Descension Back To Normalcy
Grabbing two beers from the fridge, Jack removed the bottle caps with practiced ease and tossed them on the counter. Casting a glance out the window over the sink, his eyes landed on his 2IC, hunched over her knees out on his back deck. With a deep breath, Jack decided to bite the bullet and go talk to her now. Daniel and Teal'c would only be gone for another two hours or so, and Jack figured that the more one-on-one time they for this particular discussion, the better.
His mind made up, he walked over to the sliding glass door and joined her out in the backyard, blinking several times as his eyes adjusted to the harsh mid-afternoon sunshine before padding across the warm wood in his bare feet.
Sam didn't look up as he approached, so he pressed one of the cold glass bottles to the back of her neck, unable to resist the temptation of teasing the patch of bare skin. She started, jerking away from the bottle with a not quite suppressed yelp. Tossing a playful glare over her shoulder, she held out an expectant hand and wrapped her fingers around the proffered bottle. She would rather have forced him into a complete disarmament, but she'd take what she could get.
Settling himself beside her on the top step leading down to the yard, Jack pressed his shoulder against hers, biting back a ghost of a smile when she pressed back lightly. He took a long pull from his beer before speaking. "We need to talk."
"Yes, sir, we do," Sam agreed, running a finger around the mouth of the bottle she was precariously balancing on one knee.
"Actually, Colonel O'Neill's not here right now," Jack stated. When she looked up at him in confusion, he continued, "But Jack would really like the chance to talk to Sam."
"Okay," she nodded in understanding. By removing their respective ranks from the situation, he was putting them on equal footing and granting her free-reign to speak her mind, which she appreciated.
"I think you've got some questions you'd like to ask me?" he prompted, trying to get the ball rolling.
"Why did you…" she began hesitantly. Changing her mind partway through, she snapped her mouth shut and fell silent.
"Ask me," he urged quietly. "We need to clear the air before we can even think about going back out in the field together."
"How could you standby and let the NID destroy my house?" she asked, finally giving voice to the question that had been plaguing her since she'd seen the total devastation that had been wrought on her home.
"Wait, you seriously think I was there for that?" Jack asked, turning his disbelief filled eyes on her.
"You weren't?"
"No!" he stated emphatically. "Within ten seconds of seeing the mini-gate in your basement, I was out the door and on my way back to the SGC. I was hoping I would beat Simmons back to the base and sort everything out with Hammond before he poked his nose into it. Unfortunately, it took you longer than I'd hoped to get back, and by the time you came through, Simmons was already railing away at Hammond and the President."

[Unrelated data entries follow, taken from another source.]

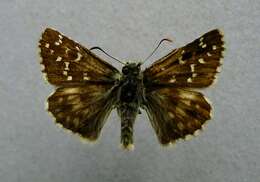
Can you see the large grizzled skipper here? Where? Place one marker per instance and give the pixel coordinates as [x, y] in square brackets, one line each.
[88, 88]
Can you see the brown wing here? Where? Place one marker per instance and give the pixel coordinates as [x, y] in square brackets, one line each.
[194, 65]
[82, 109]
[176, 113]
[85, 94]
[67, 62]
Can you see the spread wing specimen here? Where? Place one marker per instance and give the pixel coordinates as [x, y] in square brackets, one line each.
[85, 93]
[174, 110]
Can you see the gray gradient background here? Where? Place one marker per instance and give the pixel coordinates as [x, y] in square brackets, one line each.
[33, 149]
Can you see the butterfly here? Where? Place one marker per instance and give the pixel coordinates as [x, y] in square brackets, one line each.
[88, 88]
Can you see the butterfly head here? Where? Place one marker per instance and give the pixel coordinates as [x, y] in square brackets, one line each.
[131, 69]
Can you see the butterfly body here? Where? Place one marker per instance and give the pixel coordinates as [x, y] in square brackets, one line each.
[130, 97]
[88, 88]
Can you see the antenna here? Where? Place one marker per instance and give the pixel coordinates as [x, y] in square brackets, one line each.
[98, 48]
[168, 40]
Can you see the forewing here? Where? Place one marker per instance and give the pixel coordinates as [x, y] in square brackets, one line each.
[194, 65]
[176, 113]
[85, 95]
[66, 62]
[82, 109]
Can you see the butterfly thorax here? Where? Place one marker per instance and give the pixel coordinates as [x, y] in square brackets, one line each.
[130, 81]
[129, 100]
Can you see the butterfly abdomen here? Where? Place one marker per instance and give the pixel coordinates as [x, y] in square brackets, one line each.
[127, 112]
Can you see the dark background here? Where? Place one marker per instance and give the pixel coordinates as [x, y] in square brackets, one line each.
[33, 148]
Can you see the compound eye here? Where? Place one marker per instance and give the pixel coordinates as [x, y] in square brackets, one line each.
[125, 70]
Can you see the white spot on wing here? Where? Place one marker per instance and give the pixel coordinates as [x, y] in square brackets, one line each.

"Oh," she said quietly, processing this new information. Her fingers began picking at her beer's label for lack of anything else to fiddle with and her attention turned out towards the yard, rather than the man sitting beside her.
"Yeah," Jack agreed quietly, taking another sip of his beer and shifting uncomfortably.
The pair lapsed into silence for a few minutes, each lost in thought. They didn't look at one another; in fact, they were focusing most of their attention on not meeting one another's gaze. Jack could have almost convinced himself that they were simply two people enjoying the late August afternoon, if it weren't for the tension that rippled between them. More than anything, he wanted to crack a joke and break the strained silence, but he knew that Sam was gathering her thoughts and he was loathe to interrupt her. Instead, he settled for studiously examining the birds that flitted from tree to tree through his yard and tried hard not to count each second that went by without a word passing between them.
"I still can't get over the fact that you didn't believe me," Sam finally murmured, breaking the silence. "I've been trying to put myself in your shoes and see where you were coming from, and I know I said I understood, but… I'm still struggling with why it was so hard to believe that an invisible friend followed us back home. It's not exactly the first time it's happened," she reminded, alluding to the Reetu as much as she could without compromising SGC security.
Heaving a sigh, Jack drummed his fingers on the side of his beer bottle and tried to answer the question that had been weighing on both of their minds for days. He could have named any of a dozen reasons, but the more he thought about it, the more he realized that they could all be traced back to one simple fact.
"I was waiting for the proof," he finally replied, watching his restless fingers beat their tattoo against the smooth glass.
"Proof," she said flatly, clearly disappointed that he had no better explanation to offer.
"Yeah, I mean, you're the scientist, Carter," he elaborated. "You've always got proof; scans and test results and laws of physics, even when you do have to rewrite them yourself. Even if it's just a series of long, complicated equations that only you understand, there's always proof to back up what you tell me. This time, there wasn't."
"I guess that's fair," she murmured. That a lack of evidence to support her claims was his main reason for not believing her was reassuring somehow. It showed that he had trusted her all along; it was the fact that she hadn't been acting like her logical, scientifically minded self that had led to his skepticism, not any doubt he had in her.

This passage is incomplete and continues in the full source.